Ukrainische First Lady in Belgrad: Warum erkennt Kiew den Kosovo nicht an?

Olena Selenska bei Aleksandar Vucic
Olena Selenskas Besuch bei Russland-Freund Aleksandar Vučić hat international für Aufregung gesorgt.

Der Besuch der ukrainischen First Lady Olena Selenska und Außenminister Dmytro Kuleba in der serbischen Hauptstadt Belgrad - der erste eines hochrangigen Politikers aus der Ukraine seit Beginn des russischen Angriffskriegs im Februar 2022 - erregte am Montag viel Aufsehen. Nicht nur in Russland zeigten sich Medien, Politiker und die Bevölkerung verärgert. Auch einige der zahlreichen Russland-Fans in Serbien waren empört darüber.

Das Treffen der ukrainischen Delegation mit dem serbischen Präsidenten Aleksandar Vučić, dessen Frau Tamara und Kulebas Amtskollegen Marko Djurić passt zur uneindeutigen Russland/Ukraine-Politik, die Belgrad nun schon eine ganze Weile fährt: Serbien hat sich den EU-Sanktionen gegen Russland zwar bis heute trotz Drucks aus Brüssel nicht angeschlossen, sich gleichzeitig aber hinter die Ukraine gestellt und etwa Tausende von dort Geflüchtete aufgenommen.

Was den serbisch-ukrainischen Beziehungen ebenfalls hilft: Die Ukraine erkennt die einstige serbische Provinz Kosovo, die sich 2008 für unabhängig erklärte, genauso wie Belgrad - und Moskau - nicht an.
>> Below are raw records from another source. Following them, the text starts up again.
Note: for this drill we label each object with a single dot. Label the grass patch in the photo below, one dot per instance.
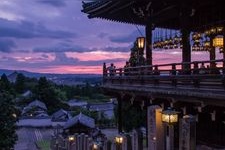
(43, 144)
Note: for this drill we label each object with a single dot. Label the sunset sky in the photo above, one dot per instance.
(54, 36)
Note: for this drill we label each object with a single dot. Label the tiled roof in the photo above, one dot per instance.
(37, 103)
(101, 106)
(82, 119)
(60, 113)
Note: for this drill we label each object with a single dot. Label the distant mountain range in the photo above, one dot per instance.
(37, 75)
(69, 79)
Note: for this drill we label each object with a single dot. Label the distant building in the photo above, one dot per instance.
(28, 93)
(60, 117)
(107, 109)
(35, 109)
(74, 103)
(80, 124)
(12, 77)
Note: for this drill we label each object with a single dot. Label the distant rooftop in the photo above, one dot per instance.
(80, 119)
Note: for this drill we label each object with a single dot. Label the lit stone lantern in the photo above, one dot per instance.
(218, 41)
(71, 138)
(119, 141)
(95, 146)
(169, 116)
(141, 43)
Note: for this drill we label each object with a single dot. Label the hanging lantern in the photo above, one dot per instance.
(207, 33)
(213, 31)
(221, 50)
(141, 42)
(169, 116)
(218, 41)
(219, 30)
(206, 45)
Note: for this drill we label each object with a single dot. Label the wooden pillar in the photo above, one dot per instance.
(187, 133)
(155, 128)
(212, 52)
(185, 31)
(224, 49)
(148, 32)
(120, 126)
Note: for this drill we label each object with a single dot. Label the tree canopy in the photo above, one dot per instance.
(8, 120)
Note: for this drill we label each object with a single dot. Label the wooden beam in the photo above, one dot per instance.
(148, 32)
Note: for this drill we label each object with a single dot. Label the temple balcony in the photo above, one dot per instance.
(195, 84)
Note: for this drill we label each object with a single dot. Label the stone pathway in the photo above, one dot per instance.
(27, 137)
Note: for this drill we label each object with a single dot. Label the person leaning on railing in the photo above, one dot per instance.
(126, 68)
(156, 71)
(112, 69)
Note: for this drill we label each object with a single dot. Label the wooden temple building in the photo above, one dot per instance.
(201, 26)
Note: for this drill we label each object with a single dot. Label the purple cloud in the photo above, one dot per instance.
(27, 29)
(55, 3)
(7, 45)
(69, 47)
(125, 38)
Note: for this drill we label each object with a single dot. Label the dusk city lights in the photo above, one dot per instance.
(112, 75)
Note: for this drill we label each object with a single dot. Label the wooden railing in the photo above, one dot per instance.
(175, 74)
Aber warum eigentlich, kämpft die Ukraine doch gerade selbst um seine Unabhängigkeit?

Sorge vor Abspaltung

Grund dafür ist wie bei anderen Staaten - Spanien zum Beispiel - die Sorge vor sezessionistischen Bewegungen. Südosteuropa-Experte Florian Bieber erklärt, dass dieses Thema für die Ukraine erst ab der Annexion der Krim an Bedeutung gewonnen hat: "2014 haben sich die illegalen Institutionen der Krim auf die Unabhängigkeit des Kosovo berufen, um die Loslösung von der Ukraine zu rechtfertigen." Auch Putin habe es als Argument für die Loslösung der Regionen Donbas und Luzhansk von der Ukraine hervorgebracht.

Doch mit dem russischen Angriff auf die Ukraine 2022 hat sich Kiew auf einmal viel deutlicher gen Westen orientiert als davor. Seither wird in dem Land auch immer lauter gefordert, den Kosovo doch anzuerkennen - schließlich hat der sich hinter die Ukraine gestellt und trägt die Sanktionen gegen Russland mit. 

"Wissen, was Ukraine durchmacht"

Erst vergangene Woche erklärte die kosovarische Außenministerin Donika Gërvalla-Schwarz in einem Interview einmal mehr, ihr junges Land unterstütze die Ukraine "bedingungslos" und bezeichnete Serbien und Russland als "Verbündete". Zwar habe die Ukraine den Kosovo nicht als Staat anerkannt, der Kosovo glaube aber, genau zu wissen, was die Ukraine durchmache. Ein Sieg der Ukraine sei die einzige Lösung für Europa: "Ansonsten sollte sich Europa auf andere Konflikte auf unserem Kontinent vorbereiten."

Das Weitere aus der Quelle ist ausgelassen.